Generation Gash

Review by Sean McQuaid

Letters to My Grandma

Watermark Theatre, North Rustico

October 18, 2023

Letters to My Grandma [photo by David Gladstone]

Indo-Canadian artist Anusree Roy has been a producer, director, film/television screenwriter, university professor and opera librettist; but before all that, she was an actor turned award-winning playwright who penned the 2008 one-woman show Letters to My Grandma, recently revived by PEI’s own Watermark Theatre. The play features a hopeful young Indo-Canadian woman named Malobee who immigrates from India to Canada in her teens, staying in touch with her often-sour grandmother back in India via letters and phone calls until a family quarrel tears their long-distance link asunder. 

Like Malobee’s Grandma, Roy’s Indian grandmother had survived civil and religious strife during the 1947 partitioning of India and Pakistan; and like Malobee, Roy herself had immigrated to Canada from India with her family in her teens. Roy has described this play as “a piece that was completely organic, completely from the heart, from the soul,” and she starred in the early productions of it herself. 

Roy and her characters wear their hearts on their sleeves, so their choices can feel a bit predictable; of course the open-hearted Malobee embraces a wider world while still loving her family, and of course her stern mother offers well-intentioned caution, and of course her gruffly traditional grandmother lobs oft-unfair criticism from her telephonically ringside seat back in India, like a one-woman transatlantic Statler & Waldorf. Some of this almost writes itself. 

But that’s just the narrative skeleton of the piece, which Roy fleshes out with engaging specificity, like the little details of how Malobee adapts to Canadian life while wondering if she’ll ever stop feeling like an outsider, or the often alarmingly bigoted attitudes of Grandma. 

Is the titular Grandma a loving matriarchal figure who’s lived through horrific adversity? Yes. But as flashbacks ranging from her 1947 partition odyssey to her more recent elderly days reveal, Roy’s take on this darkly fascinating character is neither idealized nor sanitized. Grandma’s got layers, and some of them aren’t pretty. 

Her 1947 misadventures almost depict the character as an antiheroine—relentlessly deceitful, pledging ever-shifting loyalty to whoever or whatever might save her skin, capable of vicious opportunism and ruthless betrayal; granted, she’s protecting her baby as well as herself, but take away the kid and she plays like a distaff version of uber-treacherous weasel Beni Gabor from The Mummy (1999). Put another way, the 1981 neo-noir Body Heat could have been describing Grandma with this line: “That was her special gift. She was relentless… the kind of person who could do what was necessary. Whatever was necessary.”

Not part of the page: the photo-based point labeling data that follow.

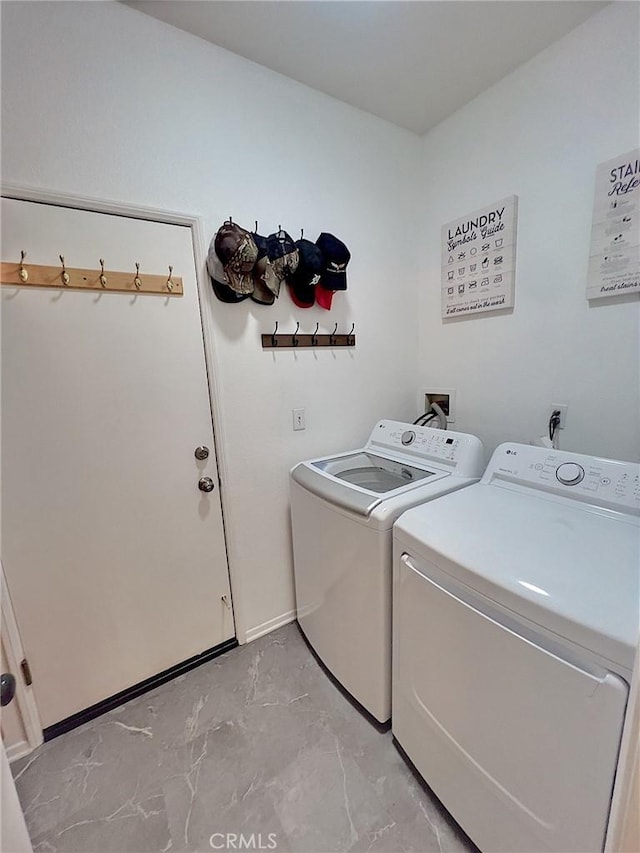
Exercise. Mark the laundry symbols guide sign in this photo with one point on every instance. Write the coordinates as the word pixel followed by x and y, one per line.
pixel 479 260
pixel 614 258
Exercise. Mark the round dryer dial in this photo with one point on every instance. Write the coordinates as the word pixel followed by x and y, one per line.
pixel 570 474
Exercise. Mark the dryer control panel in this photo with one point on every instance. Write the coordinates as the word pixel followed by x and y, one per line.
pixel 603 482
pixel 458 451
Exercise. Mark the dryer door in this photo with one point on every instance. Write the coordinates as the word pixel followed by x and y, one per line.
pixel 520 746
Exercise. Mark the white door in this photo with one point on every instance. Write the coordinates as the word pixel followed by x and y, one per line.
pixel 114 558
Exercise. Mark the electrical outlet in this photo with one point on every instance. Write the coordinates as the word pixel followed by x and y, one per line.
pixel 298 419
pixel 445 398
pixel 562 408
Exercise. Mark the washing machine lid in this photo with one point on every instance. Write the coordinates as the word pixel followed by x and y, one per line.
pixel 372 472
pixel 360 480
pixel 571 568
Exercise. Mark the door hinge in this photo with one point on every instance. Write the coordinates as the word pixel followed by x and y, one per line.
pixel 26 672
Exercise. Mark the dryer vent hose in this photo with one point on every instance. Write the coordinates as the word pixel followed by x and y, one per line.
pixel 434 412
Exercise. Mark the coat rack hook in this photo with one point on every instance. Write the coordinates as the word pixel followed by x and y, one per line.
pixel 64 273
pixel 24 274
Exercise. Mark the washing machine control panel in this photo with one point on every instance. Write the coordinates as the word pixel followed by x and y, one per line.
pixel 457 451
pixel 604 482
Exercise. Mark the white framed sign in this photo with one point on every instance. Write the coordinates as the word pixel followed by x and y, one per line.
pixel 479 260
pixel 614 257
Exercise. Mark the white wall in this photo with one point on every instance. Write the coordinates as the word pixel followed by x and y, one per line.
pixel 539 134
pixel 103 101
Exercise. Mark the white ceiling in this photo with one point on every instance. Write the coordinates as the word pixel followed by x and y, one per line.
pixel 412 62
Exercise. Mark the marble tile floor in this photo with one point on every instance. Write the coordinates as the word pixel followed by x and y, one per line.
pixel 258 742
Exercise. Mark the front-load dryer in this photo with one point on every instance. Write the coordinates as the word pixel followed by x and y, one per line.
pixel 516 610
pixel 343 508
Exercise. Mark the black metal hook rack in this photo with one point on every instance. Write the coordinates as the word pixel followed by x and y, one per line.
pixel 305 341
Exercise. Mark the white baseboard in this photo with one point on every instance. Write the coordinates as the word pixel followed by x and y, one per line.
pixel 270 625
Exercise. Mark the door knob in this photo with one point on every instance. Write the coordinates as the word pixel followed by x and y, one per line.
pixel 7 688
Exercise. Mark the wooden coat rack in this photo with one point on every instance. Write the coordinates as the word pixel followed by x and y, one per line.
pixel 73 278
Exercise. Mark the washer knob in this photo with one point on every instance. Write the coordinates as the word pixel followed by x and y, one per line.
pixel 569 473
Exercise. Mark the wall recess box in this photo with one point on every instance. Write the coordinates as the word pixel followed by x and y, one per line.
pixel 444 397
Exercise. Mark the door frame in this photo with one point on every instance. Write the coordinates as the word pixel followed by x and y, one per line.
pixel 196 226
pixel 24 697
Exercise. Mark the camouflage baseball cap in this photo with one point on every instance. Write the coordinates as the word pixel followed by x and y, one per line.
pixel 219 280
pixel 238 252
pixel 266 282
pixel 282 254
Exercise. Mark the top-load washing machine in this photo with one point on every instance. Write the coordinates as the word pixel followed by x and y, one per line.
pixel 343 508
pixel 516 610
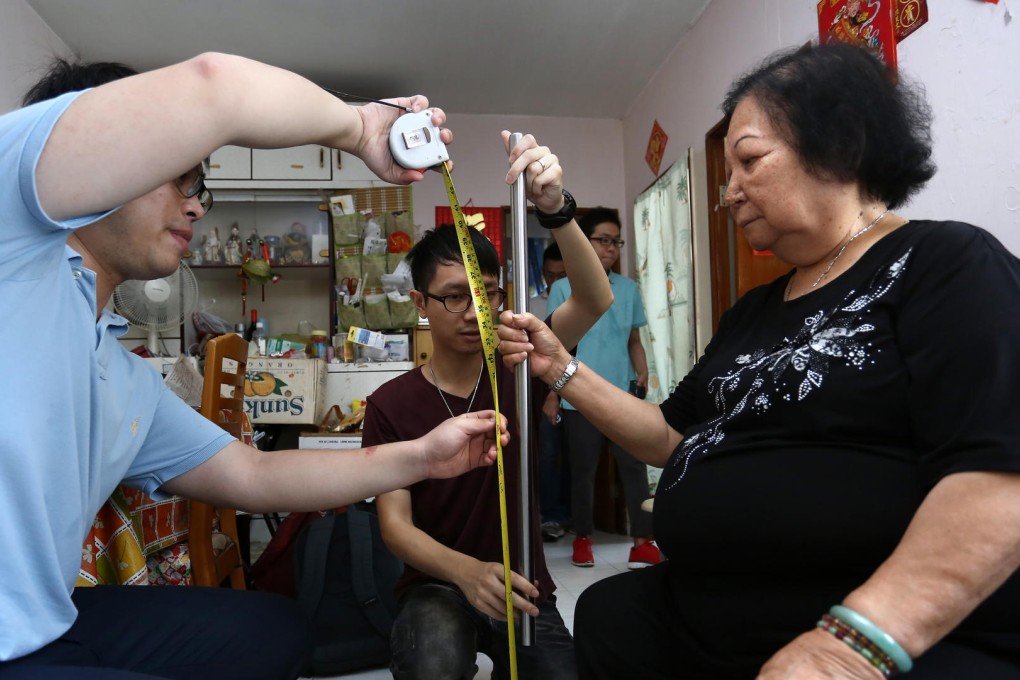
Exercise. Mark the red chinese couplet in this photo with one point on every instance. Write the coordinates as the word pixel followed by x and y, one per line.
pixel 656 148
pixel 867 23
pixel 909 15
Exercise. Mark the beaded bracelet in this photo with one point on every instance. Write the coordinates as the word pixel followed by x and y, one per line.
pixel 859 643
pixel 879 637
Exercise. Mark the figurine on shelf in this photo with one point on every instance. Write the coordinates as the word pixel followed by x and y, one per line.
pixel 234 252
pixel 296 249
pixel 210 247
pixel 256 267
pixel 197 257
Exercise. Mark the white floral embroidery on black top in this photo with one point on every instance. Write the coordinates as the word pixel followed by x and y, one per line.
pixel 760 377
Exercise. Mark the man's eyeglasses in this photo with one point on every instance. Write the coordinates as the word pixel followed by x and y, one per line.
pixel 606 242
pixel 193 184
pixel 459 302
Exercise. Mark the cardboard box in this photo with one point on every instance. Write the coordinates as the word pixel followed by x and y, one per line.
pixel 320 440
pixel 285 390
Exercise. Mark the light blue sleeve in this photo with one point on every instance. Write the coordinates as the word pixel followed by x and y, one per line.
pixel 179 439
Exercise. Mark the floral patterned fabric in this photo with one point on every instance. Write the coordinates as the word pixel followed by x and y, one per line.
pixel 136 540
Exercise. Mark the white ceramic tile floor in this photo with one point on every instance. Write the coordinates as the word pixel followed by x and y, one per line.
pixel 611 552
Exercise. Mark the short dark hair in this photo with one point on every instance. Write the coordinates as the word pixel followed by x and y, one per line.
pixel 441 246
pixel 597 216
pixel 63 76
pixel 847 115
pixel 552 253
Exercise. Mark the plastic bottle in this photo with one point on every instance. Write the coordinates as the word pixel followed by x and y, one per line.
pixel 259 335
pixel 317 346
pixel 251 326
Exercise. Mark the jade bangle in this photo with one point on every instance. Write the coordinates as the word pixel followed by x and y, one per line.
pixel 882 640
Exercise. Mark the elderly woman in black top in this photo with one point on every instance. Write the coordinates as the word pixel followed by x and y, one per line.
pixel 839 495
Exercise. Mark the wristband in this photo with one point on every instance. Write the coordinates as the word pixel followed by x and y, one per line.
pixel 879 637
pixel 561 217
pixel 567 374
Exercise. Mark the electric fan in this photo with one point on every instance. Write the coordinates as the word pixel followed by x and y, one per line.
pixel 159 305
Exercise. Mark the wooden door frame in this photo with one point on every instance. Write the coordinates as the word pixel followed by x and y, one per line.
pixel 718 223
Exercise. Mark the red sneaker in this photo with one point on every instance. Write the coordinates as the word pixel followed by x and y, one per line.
pixel 645 555
pixel 582 553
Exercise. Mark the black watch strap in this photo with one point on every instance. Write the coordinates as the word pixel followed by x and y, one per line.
pixel 561 217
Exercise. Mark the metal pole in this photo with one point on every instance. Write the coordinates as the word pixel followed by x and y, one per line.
pixel 518 218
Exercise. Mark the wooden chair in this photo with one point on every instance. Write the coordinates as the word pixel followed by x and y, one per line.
pixel 215 553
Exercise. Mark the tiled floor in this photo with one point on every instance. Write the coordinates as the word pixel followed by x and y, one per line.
pixel 611 553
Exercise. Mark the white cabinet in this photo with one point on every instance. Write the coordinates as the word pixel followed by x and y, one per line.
pixel 309 166
pixel 307 162
pixel 351 168
pixel 231 162
pixel 346 382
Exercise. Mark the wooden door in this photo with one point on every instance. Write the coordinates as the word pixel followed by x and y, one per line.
pixel 735 268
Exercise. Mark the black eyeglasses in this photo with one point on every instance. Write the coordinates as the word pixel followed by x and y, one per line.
pixel 606 242
pixel 193 184
pixel 459 302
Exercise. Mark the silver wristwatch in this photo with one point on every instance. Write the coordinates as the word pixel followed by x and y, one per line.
pixel 567 374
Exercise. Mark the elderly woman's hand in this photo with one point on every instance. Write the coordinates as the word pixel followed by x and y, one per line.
pixel 818 656
pixel 523 336
pixel 544 184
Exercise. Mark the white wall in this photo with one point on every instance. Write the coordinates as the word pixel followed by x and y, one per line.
pixel 27 46
pixel 964 55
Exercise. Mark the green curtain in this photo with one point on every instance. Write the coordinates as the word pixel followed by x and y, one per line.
pixel 665 273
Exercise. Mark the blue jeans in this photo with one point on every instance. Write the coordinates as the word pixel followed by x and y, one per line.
pixel 438 635
pixel 145 632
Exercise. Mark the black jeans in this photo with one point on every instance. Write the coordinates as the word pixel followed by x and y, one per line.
pixel 554 473
pixel 438 635
pixel 584 443
pixel 131 632
pixel 630 626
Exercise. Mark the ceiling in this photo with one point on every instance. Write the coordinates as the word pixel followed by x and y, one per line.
pixel 583 58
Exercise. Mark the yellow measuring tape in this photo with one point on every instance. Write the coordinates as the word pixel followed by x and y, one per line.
pixel 483 314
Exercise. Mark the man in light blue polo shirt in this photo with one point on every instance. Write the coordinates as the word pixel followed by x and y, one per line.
pixel 103 186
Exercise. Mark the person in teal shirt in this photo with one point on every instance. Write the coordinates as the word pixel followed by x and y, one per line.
pixel 612 348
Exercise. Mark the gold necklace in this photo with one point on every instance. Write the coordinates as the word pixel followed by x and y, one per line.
pixel 822 275
pixel 436 381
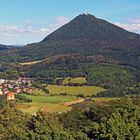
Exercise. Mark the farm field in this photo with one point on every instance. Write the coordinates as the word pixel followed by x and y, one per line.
pixel 30 63
pixel 48 104
pixel 79 80
pixel 50 99
pixel 75 90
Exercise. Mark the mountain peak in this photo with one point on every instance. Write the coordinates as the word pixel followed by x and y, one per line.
pixel 85 16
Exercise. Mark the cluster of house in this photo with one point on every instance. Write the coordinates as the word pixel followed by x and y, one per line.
pixel 9 88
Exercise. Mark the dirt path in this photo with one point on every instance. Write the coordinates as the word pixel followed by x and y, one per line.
pixel 73 102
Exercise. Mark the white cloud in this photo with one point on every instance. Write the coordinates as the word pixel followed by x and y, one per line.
pixel 29 31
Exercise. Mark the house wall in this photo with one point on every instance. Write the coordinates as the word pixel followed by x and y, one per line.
pixel 10 97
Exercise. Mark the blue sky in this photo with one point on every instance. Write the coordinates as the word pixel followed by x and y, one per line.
pixel 27 21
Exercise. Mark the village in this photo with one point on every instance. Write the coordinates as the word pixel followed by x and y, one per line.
pixel 9 88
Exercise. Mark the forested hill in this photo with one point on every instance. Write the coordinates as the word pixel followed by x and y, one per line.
pixel 4 47
pixel 86 35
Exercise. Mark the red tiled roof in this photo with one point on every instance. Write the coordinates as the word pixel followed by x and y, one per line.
pixel 10 93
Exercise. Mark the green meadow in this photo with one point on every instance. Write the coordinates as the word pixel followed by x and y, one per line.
pixel 75 90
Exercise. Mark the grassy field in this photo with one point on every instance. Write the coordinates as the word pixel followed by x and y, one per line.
pixel 79 80
pixel 46 103
pixel 74 90
pixel 50 99
pixel 38 92
pixel 30 63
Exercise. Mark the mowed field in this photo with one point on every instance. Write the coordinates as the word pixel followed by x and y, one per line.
pixel 79 80
pixel 47 103
pixel 30 63
pixel 75 90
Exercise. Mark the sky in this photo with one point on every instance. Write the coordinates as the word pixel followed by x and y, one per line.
pixel 28 21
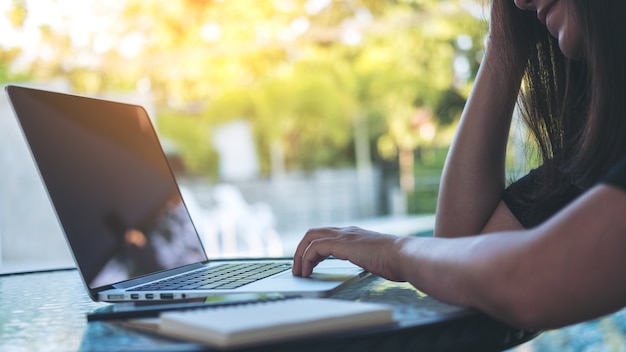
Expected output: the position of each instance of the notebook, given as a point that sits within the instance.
(259, 323)
(122, 213)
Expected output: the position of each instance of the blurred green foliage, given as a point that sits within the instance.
(308, 75)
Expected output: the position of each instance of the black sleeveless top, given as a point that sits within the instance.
(531, 214)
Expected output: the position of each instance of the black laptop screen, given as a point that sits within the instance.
(110, 184)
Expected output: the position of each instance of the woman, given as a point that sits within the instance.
(553, 245)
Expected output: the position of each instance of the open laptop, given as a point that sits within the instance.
(122, 213)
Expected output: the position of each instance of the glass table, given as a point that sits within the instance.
(42, 311)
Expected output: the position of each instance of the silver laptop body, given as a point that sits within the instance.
(121, 209)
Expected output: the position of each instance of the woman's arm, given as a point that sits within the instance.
(474, 175)
(567, 270)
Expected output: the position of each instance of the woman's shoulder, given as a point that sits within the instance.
(617, 175)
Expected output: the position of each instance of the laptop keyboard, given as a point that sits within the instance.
(224, 276)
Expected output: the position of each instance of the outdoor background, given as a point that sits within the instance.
(276, 115)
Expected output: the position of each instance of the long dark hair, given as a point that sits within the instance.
(574, 109)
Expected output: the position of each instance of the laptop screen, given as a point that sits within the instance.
(111, 186)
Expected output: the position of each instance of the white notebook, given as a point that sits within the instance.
(264, 322)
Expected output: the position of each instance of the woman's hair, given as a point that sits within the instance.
(574, 109)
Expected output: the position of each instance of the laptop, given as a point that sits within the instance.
(122, 213)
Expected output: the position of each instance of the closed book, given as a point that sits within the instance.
(271, 321)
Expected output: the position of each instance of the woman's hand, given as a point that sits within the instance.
(370, 250)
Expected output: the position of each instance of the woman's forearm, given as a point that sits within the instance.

That dark side of Grandma, and how her anti-Muslim bigotry helps the play explore enduring Hindu-Muslim tensions spanning decades and continents, makes this a more interesting, less predictable story with elements of both racism and redemption. It’s still a bit thin with a total running time of just 60 minutes, but Roy packs a lot of sparks into that scant span and the show’s emotional climax ultimately feels earned.  

Watermark’s production is directed by Rahul Gandhi and stage managed by Samantha Bruce with sound design by Rehan Lalani, set/costume design by Khushi Chavda and lighting design by Emily Soussana, starring Asha Vijayasingham in a quadruple role(!) as Malobee, her mom, her grandmother and Grandma’s long-suffering Muslim nurse. 

Gandhi, Lalani, Chavda and Soussana help signal Vijayasingham’s many character, scene and time period changes via quick alterations of light, sound and costume, rendering all this intelligible (and particular kudos to Chavda for the inventive and visually striking choice of papering the entire stage with a layer of letters, such that the whole play almost literally rests on the foundation of the Malobee-Grandma correspondence); but the MVP of all this has to be Vijayasingham, whose versatility and unflagging energy elevate the whole show with ample charm, dramatic chops, comedic flair and lots of personality—all four of them.